I was four when Neil Armstrong first set his human foot on the moon. That July day in California was also my youngest brother's baptism and my parents had invited several people over to celebrate. My dad put the television outside because of the heat and every chair we owned was around it, full of relatives and friends marveling over the thought of capturing the moon.
I was snuggled on my dad's brother's lap when Armstrong's broken voice articulated those famous words, "one small step for man, one giant leap for mankind."
"You'll remember this day," my uncle whispered in my ear," and he gave me a squeeze.
My uncle is no longer with us, but he was right, I do remember that day. And I want my children to remember today, another giant leap for mankind.
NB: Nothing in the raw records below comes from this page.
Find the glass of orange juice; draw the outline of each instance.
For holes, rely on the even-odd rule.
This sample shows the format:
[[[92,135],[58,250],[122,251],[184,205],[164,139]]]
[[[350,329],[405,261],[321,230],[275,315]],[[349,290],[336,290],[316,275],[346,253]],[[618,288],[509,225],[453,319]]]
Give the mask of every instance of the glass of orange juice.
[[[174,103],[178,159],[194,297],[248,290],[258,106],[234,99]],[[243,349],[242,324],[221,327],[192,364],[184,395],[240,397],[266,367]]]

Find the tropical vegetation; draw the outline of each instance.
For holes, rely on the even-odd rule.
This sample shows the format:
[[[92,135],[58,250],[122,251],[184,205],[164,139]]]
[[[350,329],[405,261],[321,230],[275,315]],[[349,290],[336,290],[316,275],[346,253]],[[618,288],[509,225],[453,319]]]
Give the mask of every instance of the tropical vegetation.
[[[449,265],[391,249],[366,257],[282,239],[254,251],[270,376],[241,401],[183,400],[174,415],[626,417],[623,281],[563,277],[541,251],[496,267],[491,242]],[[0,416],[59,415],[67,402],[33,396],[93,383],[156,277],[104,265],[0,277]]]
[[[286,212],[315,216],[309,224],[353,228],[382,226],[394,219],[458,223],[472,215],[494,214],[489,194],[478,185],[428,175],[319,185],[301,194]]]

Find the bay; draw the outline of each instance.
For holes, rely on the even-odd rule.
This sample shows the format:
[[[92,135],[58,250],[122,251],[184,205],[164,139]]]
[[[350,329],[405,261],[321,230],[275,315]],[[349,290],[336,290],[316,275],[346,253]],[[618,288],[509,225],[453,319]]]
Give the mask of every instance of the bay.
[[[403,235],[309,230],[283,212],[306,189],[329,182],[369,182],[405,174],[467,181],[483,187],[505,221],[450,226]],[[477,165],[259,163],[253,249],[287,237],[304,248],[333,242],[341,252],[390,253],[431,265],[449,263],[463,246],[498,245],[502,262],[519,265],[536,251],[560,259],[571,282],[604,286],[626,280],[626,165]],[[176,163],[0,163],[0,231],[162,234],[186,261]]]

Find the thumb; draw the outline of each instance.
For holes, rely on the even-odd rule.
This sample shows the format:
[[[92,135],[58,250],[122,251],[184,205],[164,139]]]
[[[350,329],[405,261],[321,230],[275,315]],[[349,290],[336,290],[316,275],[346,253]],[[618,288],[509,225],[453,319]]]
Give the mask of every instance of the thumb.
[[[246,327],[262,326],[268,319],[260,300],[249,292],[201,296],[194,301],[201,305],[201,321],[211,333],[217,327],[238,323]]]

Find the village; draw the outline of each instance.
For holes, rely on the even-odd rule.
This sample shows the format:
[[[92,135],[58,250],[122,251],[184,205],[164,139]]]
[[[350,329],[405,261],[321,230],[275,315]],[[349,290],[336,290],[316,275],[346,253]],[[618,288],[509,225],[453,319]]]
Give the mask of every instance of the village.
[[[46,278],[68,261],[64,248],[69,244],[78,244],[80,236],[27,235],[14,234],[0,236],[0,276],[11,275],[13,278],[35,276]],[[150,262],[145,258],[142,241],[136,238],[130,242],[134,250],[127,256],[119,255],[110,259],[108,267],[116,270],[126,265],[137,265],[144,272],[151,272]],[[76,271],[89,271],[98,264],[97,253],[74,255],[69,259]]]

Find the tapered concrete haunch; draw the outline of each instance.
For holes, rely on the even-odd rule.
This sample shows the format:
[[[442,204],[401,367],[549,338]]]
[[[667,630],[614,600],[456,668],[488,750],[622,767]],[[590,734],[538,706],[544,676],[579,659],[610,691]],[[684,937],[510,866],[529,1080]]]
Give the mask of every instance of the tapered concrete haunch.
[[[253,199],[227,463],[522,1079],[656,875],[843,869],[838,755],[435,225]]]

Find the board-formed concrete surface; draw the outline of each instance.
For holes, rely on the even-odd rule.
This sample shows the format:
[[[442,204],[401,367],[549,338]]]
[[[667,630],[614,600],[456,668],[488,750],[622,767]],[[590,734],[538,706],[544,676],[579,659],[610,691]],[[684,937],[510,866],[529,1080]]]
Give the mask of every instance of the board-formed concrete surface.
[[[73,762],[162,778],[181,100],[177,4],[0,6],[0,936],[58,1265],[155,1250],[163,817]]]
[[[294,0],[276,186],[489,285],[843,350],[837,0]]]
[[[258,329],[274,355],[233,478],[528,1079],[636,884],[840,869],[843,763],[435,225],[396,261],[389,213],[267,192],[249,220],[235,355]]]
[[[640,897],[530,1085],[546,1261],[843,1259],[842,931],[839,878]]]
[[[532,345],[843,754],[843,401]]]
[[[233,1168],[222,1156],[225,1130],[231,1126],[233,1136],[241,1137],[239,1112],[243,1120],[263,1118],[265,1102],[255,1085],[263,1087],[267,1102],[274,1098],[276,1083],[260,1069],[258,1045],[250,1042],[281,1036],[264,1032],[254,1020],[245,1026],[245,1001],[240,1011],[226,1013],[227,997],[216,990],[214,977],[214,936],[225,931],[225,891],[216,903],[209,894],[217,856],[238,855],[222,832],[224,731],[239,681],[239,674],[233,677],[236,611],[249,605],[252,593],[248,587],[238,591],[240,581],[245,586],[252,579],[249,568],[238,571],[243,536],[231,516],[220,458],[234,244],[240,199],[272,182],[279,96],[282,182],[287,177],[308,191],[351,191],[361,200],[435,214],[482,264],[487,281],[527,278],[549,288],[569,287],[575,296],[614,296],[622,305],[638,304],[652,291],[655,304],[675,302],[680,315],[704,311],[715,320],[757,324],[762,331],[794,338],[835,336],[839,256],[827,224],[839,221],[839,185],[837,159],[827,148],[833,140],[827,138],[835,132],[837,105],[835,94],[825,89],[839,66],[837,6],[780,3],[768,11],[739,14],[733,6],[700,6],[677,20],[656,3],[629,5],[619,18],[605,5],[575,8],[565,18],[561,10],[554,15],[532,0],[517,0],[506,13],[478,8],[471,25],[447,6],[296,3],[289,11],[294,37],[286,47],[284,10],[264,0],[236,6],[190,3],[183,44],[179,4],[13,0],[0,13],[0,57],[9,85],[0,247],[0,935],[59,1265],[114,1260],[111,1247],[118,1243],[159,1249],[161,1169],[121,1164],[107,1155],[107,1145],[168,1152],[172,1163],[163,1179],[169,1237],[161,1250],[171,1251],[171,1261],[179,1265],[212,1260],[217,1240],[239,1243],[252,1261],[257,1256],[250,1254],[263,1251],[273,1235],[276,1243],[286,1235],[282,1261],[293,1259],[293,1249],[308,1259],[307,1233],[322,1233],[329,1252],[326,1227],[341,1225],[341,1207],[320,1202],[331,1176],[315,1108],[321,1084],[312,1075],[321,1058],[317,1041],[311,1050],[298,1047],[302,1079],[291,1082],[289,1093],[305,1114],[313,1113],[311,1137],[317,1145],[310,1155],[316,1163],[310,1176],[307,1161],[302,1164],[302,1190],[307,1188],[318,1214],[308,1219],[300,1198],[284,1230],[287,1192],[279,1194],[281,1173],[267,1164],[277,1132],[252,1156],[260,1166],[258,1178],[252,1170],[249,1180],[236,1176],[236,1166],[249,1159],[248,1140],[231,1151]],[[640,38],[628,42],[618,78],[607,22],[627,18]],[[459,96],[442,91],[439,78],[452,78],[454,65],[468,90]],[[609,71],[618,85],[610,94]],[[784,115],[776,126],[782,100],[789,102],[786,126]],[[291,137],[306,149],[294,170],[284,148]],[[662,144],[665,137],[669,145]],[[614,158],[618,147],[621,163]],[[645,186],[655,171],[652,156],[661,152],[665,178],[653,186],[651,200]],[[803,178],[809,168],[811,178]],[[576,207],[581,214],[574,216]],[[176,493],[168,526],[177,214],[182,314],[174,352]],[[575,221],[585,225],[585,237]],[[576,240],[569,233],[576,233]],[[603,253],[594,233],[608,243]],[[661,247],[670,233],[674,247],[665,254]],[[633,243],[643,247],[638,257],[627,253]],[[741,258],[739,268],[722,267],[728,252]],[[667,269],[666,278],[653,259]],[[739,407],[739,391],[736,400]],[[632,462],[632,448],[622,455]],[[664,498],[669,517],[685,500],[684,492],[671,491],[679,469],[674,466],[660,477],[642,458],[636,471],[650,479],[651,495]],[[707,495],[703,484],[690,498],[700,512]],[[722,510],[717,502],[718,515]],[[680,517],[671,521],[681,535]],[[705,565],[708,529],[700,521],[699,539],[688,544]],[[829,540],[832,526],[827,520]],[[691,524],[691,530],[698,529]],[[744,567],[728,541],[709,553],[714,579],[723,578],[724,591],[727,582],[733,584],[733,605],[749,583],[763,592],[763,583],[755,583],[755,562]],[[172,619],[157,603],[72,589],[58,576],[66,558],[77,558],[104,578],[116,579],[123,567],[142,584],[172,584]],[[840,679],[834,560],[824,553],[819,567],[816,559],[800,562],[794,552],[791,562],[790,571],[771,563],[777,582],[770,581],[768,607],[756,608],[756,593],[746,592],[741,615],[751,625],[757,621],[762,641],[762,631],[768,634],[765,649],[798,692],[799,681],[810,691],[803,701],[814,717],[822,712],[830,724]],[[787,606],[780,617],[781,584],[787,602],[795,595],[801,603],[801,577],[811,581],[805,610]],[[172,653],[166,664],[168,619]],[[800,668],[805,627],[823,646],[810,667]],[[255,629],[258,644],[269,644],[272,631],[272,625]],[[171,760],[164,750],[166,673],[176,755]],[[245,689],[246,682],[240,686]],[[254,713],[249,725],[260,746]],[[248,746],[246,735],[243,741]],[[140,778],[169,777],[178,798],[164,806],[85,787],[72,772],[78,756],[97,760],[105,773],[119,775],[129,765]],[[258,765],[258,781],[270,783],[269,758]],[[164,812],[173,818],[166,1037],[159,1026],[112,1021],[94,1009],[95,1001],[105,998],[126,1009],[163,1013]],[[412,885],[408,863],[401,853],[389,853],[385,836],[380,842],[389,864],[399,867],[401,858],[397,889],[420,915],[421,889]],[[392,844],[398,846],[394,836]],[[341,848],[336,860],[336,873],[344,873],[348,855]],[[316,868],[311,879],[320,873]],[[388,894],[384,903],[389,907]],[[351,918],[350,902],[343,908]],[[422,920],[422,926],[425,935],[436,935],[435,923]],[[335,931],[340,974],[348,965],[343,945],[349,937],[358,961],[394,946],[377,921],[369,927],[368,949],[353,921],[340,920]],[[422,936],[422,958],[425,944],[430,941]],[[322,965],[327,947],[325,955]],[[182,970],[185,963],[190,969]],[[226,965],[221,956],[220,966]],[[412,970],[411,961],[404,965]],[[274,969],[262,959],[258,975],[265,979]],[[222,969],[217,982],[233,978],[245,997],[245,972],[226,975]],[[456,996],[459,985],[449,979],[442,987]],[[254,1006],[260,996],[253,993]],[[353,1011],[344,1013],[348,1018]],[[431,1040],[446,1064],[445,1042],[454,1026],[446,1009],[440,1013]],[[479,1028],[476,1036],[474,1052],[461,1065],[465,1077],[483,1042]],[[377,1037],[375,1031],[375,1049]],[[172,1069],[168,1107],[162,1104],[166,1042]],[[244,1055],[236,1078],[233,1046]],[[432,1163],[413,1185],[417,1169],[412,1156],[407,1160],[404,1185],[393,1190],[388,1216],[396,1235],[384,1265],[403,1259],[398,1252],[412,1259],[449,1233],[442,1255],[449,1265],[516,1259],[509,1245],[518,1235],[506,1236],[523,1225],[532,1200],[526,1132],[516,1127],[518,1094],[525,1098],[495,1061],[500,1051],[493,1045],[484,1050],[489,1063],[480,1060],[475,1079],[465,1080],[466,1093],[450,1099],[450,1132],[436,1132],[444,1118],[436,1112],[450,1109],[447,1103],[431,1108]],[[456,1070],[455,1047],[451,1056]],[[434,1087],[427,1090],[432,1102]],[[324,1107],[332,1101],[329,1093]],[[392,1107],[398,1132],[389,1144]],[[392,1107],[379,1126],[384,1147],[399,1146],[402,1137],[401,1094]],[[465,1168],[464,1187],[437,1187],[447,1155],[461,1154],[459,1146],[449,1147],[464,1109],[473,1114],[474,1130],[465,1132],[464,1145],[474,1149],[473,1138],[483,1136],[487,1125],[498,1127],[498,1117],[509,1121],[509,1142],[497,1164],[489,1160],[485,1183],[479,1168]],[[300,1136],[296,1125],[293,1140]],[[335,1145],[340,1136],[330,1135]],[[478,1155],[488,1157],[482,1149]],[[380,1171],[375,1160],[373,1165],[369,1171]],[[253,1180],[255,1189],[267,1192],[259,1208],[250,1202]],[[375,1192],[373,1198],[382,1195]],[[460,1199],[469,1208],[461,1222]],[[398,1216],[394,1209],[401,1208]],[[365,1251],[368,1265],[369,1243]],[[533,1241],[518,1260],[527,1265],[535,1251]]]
The schools here were great -- many of the teachers explained the signifigance of the first African American US President. My three-year-old rushed out saying it was a "precious day" and gushed about "President Pa-ja-ma". Emily's teacher singled her out in class, reminding her that she was not only British, but also American, and this was her president. She was absolutely bursting with pride when she met me at the school gate. Pride. Read this if you don't understand the signifigance.
I am also proud, of a country that can pick itself up and start over. Of a country that doesn't see color. Of a country that hopes and prays for a better future, whatever that may hold.
I was elated to see these sentiments echoed on my Facebook page:
My old boss (English): is blown away by the oratory. What a speech. The world has hope...
A Belgian ex-colleague: is excited about the start of a new era for the US of A!
A British friend: is glad to see the back of "W."
A German I hardly know: is watching Obama, like the rest of the country, in awe...
We had a quiet afternoon. I made popcorn and sausages and we ate chocolate cake. And every one of my children watched the entire inauguration. Without complaining.